(Bloomberg) - A prolonged Iran war is a risk to the bank-stock powered rallies in Japan and Europe as investors abandon these markets in favor of exposure to oil and the US dollar, Bank of America’s Michael Hartnett said.
Investors are likely to shift to assets that are “beneficiaries of extended conflict,” at the expense of “oil importers with minimal energy equity exposure,” such as Korea, Japan and Europe, the strategist said. US technology and global defense are among sectors that could gain during this rotation.
It’s a scenario that has already started playing out since the US and Israel launched their attacks against Iran and as the conflict has spread. European stocks are on course for their worst weekly drop since last April’s tariff turmoil and the same is true of Japan’s Nikkei 225 index. Volatile trading in Korean equities saw the Kospi index notch both a record decline and the biggest gain since 2008.

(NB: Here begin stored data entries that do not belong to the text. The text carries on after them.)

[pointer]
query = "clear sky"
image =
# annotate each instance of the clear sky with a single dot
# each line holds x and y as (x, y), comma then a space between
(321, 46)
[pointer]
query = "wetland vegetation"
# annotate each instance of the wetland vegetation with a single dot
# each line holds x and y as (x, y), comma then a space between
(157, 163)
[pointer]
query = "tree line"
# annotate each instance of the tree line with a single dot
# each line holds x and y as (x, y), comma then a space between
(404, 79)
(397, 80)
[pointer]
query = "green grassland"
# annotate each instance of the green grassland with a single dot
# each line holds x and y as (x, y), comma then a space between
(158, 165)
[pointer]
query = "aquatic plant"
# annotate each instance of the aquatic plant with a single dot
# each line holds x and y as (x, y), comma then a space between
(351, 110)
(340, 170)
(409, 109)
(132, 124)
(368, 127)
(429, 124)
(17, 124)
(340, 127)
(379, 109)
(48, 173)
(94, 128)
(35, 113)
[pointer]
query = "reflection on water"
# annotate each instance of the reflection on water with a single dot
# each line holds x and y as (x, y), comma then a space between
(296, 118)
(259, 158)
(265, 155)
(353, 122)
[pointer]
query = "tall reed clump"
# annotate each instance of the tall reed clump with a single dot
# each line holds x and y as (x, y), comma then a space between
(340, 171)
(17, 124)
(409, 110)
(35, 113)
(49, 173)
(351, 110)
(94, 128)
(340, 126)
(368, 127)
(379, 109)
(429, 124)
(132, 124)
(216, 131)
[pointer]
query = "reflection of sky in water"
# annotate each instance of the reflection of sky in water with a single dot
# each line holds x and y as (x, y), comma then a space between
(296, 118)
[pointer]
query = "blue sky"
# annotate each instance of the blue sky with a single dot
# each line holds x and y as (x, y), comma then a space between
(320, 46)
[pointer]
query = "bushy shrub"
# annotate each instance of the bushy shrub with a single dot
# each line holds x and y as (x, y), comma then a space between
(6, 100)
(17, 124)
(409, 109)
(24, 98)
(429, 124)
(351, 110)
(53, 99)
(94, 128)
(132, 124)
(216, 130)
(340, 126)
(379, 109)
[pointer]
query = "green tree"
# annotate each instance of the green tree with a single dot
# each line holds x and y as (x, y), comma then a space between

The war has entered a seventh day, with investors focused on the near-total halt to energy shipments through the crucial Strait of Hormuz. Hartnett said further escalation of the conflict could include an “all-in” effort from America to “secure oil supply to power US AI supremacy.”
The outbreak of war threatens to upend a long-standing call by Hartnett to favor assets outside the US. The strategist has maintained a preference for international equities since late 2024, a recommendation that proved prescient as the S&P 500’s 15% gain over that period trailed an advance of 33% in the MSCI ACWI ex-US Index.